Tesla’s expertise is also giving the Germans sleepless nights. Laboratory analysis carried out on the Tesla Model 3, seen exclusively by Wirtschaftswoche, shows that Tesla appears to have reduced the amount of cobalt used in its lithium-ion batteries.
“Cobalt is so difficult to source on the world market right now.”
This could allow for substantial cost savings. Cobalt is a key ingredient in li-ion batteries, the standard e-car battery type. Currently, large quantities are needed to make powerful, long-lasting batteries. But around 60 percent of global cobalt reserves are located in the Democratic Republic of Congo, where supply chains are difficult to manage and the mineral has been associated with child labor, warlordism and conflict. This has been made worse by spiraling demand for cobalt in e-car manufacturing, which has seen its price triple in the past 18 months. It is expected to continue to rise.
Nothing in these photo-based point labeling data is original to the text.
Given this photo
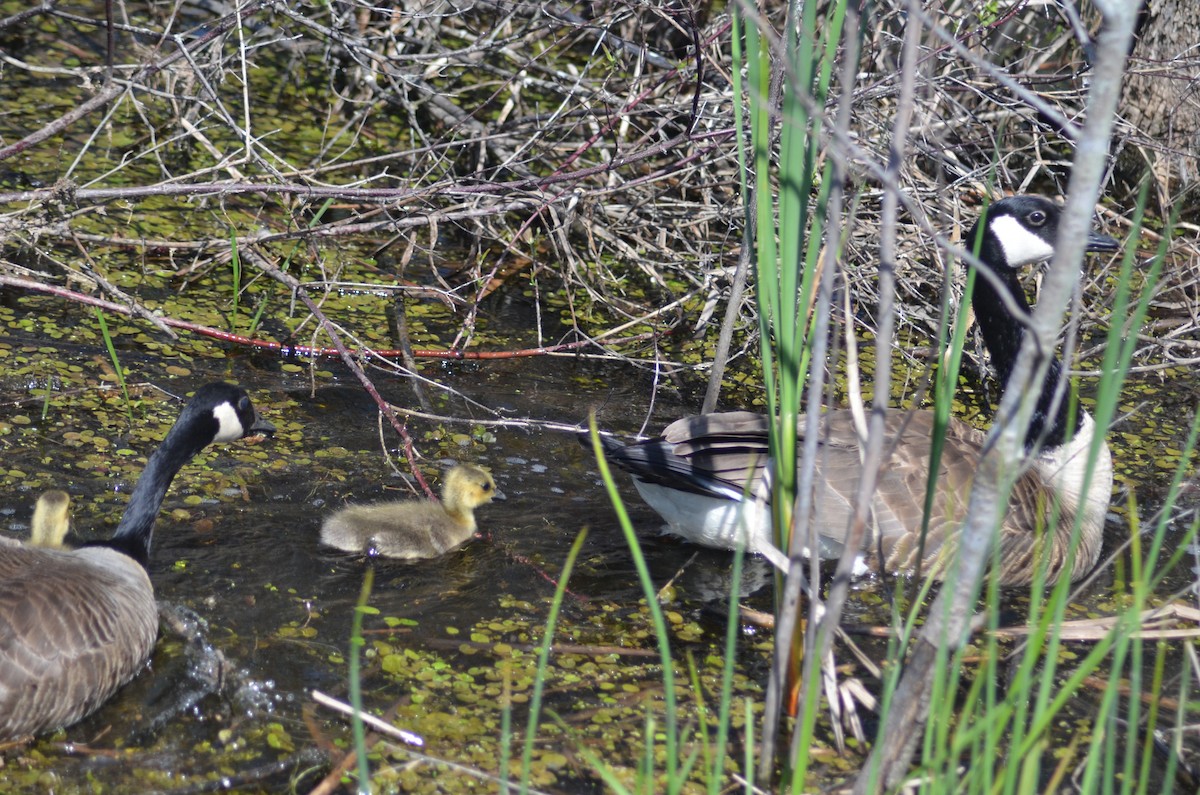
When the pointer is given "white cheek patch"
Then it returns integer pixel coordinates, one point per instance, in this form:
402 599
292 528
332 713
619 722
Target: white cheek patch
1020 246
229 428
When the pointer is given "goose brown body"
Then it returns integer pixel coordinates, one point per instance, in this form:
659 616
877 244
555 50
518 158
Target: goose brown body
77 625
414 528
707 476
732 448
59 665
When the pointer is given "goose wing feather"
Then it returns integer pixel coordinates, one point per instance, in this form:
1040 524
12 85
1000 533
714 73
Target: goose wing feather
57 665
898 504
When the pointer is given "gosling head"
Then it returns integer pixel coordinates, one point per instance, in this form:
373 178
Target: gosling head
52 519
466 488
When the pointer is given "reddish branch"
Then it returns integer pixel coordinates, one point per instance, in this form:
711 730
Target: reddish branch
306 350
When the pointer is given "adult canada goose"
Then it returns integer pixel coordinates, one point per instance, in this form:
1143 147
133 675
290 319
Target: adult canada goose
695 473
52 519
76 625
414 528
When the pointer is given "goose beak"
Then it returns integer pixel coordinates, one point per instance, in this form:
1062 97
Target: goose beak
1097 241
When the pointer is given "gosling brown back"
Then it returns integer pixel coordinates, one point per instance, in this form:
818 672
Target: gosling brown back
414 528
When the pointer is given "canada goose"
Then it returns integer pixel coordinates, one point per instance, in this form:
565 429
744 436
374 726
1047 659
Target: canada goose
76 625
52 519
414 528
695 473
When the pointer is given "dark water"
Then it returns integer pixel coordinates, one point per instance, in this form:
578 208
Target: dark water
267 611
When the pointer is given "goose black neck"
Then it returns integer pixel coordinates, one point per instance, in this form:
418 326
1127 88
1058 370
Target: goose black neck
135 532
1003 334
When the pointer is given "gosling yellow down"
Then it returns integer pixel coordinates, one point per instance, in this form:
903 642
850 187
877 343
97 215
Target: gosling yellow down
52 520
414 528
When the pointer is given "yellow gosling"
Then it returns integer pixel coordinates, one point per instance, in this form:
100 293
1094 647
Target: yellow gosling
52 520
414 528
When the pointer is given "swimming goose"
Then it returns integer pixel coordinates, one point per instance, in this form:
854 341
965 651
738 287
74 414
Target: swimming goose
414 528
76 625
695 473
52 519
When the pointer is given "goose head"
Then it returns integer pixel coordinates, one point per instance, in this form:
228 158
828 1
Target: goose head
1023 231
1013 233
217 412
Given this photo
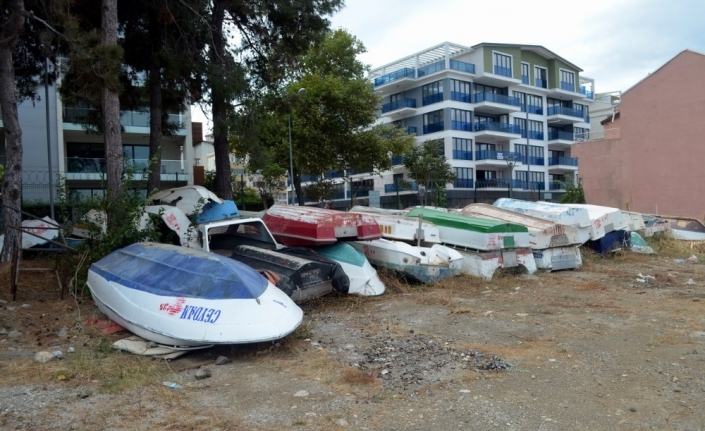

To avoid supply bottlenecks, individual companies, including Volkswagen, have attempted to negotiate direct deals with individual Congolese mine-owners. Battery manufacturers are also trying to develop new production methods which would minimize cobalt usage.
But here Tesla seems to have made genuine technological progress. Together with partner Panasonic, it seems to have found a way to sharply reduce cobalt content in Model S batteries, from the usual 8 percent to just 2.8 percent.
“If they have managed that, it would represent a huge competitive advantage for Tesla. Cobalt is so difficult to source on the world market right now,” said Sven Bauer, head of BMZ, Germany’s largest independent battery producer.
However, few of these advances will mean much if the company cannot iron out its notorious production problems, which have slowed output to a crawl in the company’s US facilities. Until recently, customers who had pre-ordered a Tesla S were warned of delivery delays of 12-18 months. But this month the US company announced production increases, suggesting the worst of its problems may be behind it.